You should first try to explain what you are doing. Building a command-specific LM and using the generic TFLite model works very well.

I’m sorry I forgot to mention this. The hardware I am working on is an Android 1.7 GHz dual-core processor device with an API level 21. Yes, using generic TFLite model with a command-specific LM works very well with great accuracy, but running them on such a low configuration device, the inference runtime comes to be more than 4 seconds for a 2-second utterance. Therefore, I wanted to reduce the number of hidden layers to reduce the size of the model and hence, the inference time.

Ok, can you share the SoC name ? That feels a bit of old, right ? I’m curious of the context.

You need to change the model width, indeed, n_hidden. But then you will have to re-train from scratch, you cannot re-use our checkpoints.

Yes Please find the specification sheet of the device: https://www.zebra.com/content/dam/zebra_new_ia/en-us/solutions-verticals/product/Mobile_Computers/Hand-Held%20Computers/Symbol%20TC70%20Touch%20Computer/spec%20sheet/tc70series-product-specification-sheet-en-us.pdf

I am reliant only on these old devices because we have a lot of these devices already being used in small stores and we wanted to use the existing devices to convert the speech to text.

Yes, totally agreed. That’s what I am trying to do. I tried to re-train the model from scratch. I even tried to train it but got a wer of 0.51 after 50 epochs and learning rate 0.00001. And before moving further, I wanted to clarify a few things like how to decide the number of hidden layers (n_hidden parameter) I can use, or if reducing the learning rate further can help in increasing the accuracy.

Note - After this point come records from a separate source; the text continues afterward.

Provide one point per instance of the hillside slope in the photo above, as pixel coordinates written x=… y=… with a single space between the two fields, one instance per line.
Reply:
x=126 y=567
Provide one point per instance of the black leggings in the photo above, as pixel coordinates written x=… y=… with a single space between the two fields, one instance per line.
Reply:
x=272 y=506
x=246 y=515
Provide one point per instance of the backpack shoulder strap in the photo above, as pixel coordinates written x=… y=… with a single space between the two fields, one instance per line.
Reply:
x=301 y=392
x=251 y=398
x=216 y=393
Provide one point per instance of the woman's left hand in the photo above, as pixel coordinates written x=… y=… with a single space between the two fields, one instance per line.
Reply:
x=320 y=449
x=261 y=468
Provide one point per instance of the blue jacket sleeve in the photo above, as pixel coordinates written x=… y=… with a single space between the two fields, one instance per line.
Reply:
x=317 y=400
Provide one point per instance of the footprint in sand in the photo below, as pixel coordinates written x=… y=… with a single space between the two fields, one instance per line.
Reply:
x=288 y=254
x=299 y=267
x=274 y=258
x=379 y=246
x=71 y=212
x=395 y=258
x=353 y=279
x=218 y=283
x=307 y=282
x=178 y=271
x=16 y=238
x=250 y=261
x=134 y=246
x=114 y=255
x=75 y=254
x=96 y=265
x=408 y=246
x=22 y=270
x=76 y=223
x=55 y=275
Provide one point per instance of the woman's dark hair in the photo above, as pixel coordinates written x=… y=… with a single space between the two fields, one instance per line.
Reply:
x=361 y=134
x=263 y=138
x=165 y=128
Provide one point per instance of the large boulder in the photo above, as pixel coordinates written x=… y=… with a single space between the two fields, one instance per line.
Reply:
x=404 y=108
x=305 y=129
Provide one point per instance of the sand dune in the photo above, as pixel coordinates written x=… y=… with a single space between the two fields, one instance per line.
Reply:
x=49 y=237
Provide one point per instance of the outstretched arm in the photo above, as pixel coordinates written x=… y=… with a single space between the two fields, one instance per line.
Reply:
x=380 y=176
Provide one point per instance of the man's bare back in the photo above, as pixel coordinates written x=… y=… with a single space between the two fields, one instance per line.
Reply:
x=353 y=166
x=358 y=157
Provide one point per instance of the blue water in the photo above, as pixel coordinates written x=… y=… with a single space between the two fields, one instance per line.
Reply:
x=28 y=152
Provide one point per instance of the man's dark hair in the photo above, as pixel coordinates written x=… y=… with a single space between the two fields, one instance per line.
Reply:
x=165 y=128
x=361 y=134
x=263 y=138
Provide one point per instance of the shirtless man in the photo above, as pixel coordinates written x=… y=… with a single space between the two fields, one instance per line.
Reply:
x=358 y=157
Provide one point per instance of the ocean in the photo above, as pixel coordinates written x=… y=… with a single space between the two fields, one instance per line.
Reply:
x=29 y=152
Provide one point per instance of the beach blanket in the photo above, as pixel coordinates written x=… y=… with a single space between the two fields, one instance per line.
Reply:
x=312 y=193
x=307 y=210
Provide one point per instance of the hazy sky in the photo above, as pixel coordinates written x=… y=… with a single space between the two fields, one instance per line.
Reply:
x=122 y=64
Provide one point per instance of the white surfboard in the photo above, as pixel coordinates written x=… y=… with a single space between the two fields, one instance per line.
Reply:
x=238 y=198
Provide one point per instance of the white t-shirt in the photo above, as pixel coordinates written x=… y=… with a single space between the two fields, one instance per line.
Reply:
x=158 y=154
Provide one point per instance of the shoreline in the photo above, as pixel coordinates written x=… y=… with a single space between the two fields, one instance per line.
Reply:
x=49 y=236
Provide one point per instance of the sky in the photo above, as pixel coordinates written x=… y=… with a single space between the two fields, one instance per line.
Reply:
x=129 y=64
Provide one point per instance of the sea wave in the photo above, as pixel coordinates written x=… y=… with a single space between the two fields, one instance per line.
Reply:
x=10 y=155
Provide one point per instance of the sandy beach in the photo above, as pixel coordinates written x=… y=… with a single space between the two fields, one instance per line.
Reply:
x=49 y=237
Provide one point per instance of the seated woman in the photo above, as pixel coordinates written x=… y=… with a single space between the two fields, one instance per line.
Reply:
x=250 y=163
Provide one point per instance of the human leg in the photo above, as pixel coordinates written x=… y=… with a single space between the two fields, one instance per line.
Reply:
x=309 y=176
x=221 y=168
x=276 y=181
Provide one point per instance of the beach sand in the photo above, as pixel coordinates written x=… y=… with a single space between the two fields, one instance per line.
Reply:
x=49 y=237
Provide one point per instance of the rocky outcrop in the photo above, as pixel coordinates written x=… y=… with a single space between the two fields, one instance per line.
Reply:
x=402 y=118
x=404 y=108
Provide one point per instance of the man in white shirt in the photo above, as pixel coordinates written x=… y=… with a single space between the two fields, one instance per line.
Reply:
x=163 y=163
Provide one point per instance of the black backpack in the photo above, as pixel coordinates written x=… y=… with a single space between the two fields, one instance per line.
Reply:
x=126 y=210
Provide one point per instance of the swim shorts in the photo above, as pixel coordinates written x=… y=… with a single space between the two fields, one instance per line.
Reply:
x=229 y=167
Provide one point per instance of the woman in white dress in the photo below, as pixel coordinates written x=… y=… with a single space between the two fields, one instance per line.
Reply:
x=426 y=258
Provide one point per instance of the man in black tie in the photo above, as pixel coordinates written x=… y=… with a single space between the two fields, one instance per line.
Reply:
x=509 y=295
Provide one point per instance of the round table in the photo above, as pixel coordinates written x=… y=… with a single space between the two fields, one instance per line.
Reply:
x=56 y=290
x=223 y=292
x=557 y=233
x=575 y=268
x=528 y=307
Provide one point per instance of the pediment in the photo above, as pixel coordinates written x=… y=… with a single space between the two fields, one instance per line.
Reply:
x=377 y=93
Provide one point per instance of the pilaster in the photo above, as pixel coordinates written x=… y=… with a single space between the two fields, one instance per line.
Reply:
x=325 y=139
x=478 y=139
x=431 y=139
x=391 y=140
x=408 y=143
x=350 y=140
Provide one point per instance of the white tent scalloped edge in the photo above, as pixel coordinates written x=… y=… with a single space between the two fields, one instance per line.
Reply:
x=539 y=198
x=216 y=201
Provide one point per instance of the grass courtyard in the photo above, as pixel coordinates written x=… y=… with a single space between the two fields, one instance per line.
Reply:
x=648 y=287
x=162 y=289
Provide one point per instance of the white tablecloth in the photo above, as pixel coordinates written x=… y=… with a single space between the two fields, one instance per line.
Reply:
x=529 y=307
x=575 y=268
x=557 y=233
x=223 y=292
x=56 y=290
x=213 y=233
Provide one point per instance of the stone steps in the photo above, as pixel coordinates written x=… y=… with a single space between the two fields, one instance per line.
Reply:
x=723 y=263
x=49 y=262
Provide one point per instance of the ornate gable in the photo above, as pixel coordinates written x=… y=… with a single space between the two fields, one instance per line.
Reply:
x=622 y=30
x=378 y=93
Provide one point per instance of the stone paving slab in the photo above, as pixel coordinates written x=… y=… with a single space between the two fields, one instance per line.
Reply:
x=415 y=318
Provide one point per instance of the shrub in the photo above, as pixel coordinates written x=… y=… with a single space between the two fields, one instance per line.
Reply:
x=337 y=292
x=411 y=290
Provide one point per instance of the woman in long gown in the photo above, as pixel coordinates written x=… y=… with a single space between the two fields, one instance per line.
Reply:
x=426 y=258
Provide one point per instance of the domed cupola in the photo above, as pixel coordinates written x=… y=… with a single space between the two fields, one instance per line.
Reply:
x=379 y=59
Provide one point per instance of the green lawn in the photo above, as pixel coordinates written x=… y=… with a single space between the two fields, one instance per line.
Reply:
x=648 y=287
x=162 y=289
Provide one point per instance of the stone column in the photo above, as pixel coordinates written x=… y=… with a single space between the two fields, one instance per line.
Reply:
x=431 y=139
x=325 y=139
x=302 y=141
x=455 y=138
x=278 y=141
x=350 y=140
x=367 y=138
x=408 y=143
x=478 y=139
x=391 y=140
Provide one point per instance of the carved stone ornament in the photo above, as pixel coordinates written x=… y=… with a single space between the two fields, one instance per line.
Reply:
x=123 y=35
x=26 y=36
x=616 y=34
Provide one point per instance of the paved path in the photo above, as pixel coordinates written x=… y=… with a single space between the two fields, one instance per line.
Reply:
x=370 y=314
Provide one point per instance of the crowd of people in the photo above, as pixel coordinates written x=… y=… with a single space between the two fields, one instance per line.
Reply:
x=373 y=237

I am using the dataset from here: Launching the Speech Commands Dataset

That heavily depends on your dataset. Reducing model complexity will impact WER for sure, and we don’t have enough data to provide guidance on the impact, sorry.

Note that --n_hidden controls the width of the layers, not the number of layers.

Thanks a lot @reuben for pointing out this mistake. I didn’t realise this before.